In an article about the movie, a gender-based violence researcher explains, “It’s not that in one category over here we have micro-aggressions and dismissing of girls’ feelings, and then over here we have stranger rape; they’re all part of the same thing.”
This is undeniably true. The same culture that has created conditions in which 39 per cent of Canadian women aged 15 and over have been physically or sexually assaulted has also been permissive of sexist comments and jokes, allowed the objectification of women’s bodies, and sexualized and oppressed women—especially women of colour—from a terrifyingly young age. 
In a world where girls are taught that boys who bother, degrade, or touch them without consent have crushes on them, it’s easy to laugh off a sexist joke or comment. Sometimes that comment is nothing more, but the problem is that little things add up to an overall power structure where men can get away with making women feel small, using their bodies against them, and then claiming it wasn’t serious.
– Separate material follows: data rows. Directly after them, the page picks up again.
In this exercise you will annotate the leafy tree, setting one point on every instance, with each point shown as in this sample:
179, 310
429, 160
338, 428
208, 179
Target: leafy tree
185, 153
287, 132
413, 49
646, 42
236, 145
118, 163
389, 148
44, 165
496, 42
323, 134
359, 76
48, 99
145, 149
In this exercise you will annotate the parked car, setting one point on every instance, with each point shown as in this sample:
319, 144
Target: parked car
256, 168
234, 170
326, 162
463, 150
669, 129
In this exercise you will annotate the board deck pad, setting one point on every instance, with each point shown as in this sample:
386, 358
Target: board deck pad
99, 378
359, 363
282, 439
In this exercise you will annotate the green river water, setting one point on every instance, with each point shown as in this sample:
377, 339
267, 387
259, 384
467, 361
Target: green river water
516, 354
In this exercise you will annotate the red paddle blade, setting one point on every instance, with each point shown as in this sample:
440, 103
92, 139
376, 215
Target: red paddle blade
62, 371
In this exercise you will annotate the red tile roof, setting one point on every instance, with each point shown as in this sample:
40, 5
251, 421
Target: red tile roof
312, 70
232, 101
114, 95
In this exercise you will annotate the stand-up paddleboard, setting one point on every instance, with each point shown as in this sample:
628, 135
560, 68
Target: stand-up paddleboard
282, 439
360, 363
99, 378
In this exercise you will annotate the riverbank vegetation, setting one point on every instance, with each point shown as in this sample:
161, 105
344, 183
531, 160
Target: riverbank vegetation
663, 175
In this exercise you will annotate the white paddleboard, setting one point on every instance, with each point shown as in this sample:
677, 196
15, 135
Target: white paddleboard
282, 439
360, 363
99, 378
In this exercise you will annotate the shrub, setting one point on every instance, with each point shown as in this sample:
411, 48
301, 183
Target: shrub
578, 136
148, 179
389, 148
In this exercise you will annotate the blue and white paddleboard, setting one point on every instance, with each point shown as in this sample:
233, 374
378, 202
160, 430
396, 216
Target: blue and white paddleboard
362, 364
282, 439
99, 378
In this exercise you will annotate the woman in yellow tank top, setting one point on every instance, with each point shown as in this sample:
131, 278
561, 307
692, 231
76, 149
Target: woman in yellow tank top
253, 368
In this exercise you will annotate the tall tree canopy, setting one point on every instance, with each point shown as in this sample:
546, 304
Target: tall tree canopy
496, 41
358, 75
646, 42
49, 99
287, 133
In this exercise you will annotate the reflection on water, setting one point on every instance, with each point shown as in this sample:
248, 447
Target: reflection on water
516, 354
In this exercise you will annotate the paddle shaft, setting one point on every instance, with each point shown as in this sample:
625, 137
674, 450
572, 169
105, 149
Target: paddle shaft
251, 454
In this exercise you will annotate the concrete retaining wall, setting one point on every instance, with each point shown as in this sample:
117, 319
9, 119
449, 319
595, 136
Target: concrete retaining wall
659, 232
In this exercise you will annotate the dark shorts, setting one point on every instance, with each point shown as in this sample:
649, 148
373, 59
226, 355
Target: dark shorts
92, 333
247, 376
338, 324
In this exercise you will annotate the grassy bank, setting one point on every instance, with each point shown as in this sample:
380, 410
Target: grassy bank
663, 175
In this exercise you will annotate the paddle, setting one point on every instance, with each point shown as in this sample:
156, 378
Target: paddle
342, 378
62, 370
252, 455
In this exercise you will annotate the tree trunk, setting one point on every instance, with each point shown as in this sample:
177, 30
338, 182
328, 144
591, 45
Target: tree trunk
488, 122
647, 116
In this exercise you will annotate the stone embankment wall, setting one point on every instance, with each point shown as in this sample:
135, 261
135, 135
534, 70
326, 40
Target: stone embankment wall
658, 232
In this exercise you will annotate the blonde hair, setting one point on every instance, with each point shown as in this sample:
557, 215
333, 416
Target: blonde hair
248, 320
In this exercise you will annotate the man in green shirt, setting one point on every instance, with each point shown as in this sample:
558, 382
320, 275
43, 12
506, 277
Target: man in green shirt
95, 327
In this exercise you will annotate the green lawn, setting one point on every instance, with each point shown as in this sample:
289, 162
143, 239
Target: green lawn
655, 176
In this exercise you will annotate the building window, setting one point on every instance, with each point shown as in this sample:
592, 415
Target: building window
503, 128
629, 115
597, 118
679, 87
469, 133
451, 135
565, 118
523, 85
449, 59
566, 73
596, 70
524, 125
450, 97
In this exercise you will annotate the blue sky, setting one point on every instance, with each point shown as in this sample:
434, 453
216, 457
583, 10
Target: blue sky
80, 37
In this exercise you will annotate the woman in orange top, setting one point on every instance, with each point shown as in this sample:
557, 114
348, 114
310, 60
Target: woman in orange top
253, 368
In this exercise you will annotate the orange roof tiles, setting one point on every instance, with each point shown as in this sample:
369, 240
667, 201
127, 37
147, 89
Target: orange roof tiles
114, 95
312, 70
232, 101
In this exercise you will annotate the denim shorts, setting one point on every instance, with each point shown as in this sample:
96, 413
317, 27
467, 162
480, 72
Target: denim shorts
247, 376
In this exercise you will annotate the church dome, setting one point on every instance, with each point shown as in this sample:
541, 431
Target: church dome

If society—and our actions, or lack thereof—tells women their discomfort isn’t serious, when does it become serious? When does an “inconsequential” micro-aggression lose the micro and become aggression—something more extreme that people take seriously? Considering the lack of convictions in sexual assault cases, is aggression even “serious” enough for us to acknowledge the gravity of what women, and crucially those with marginalized identities, experience?
We have to not only acknowledge the connection between micro-aggressions and the worst ramifications of misogyny in our society, but stand up against it. People of all identities must recognize and own this problem. It’s not on women to act as a constant misogyny check—we all need to check ourselves. 
As a woman, it can be tempting to write off sexist jokes or uncomfortable actions. These feelings are valid. They’re oppressive power structures at work, in fact. But we should want to live in a world where women don’t have to dismiss micro-aggressions as “annoying,” and that means every single one of us needs to get comfortable making a big deal.
Carolyn is a third-year Political Science student and one of The Journal’s Features Editors.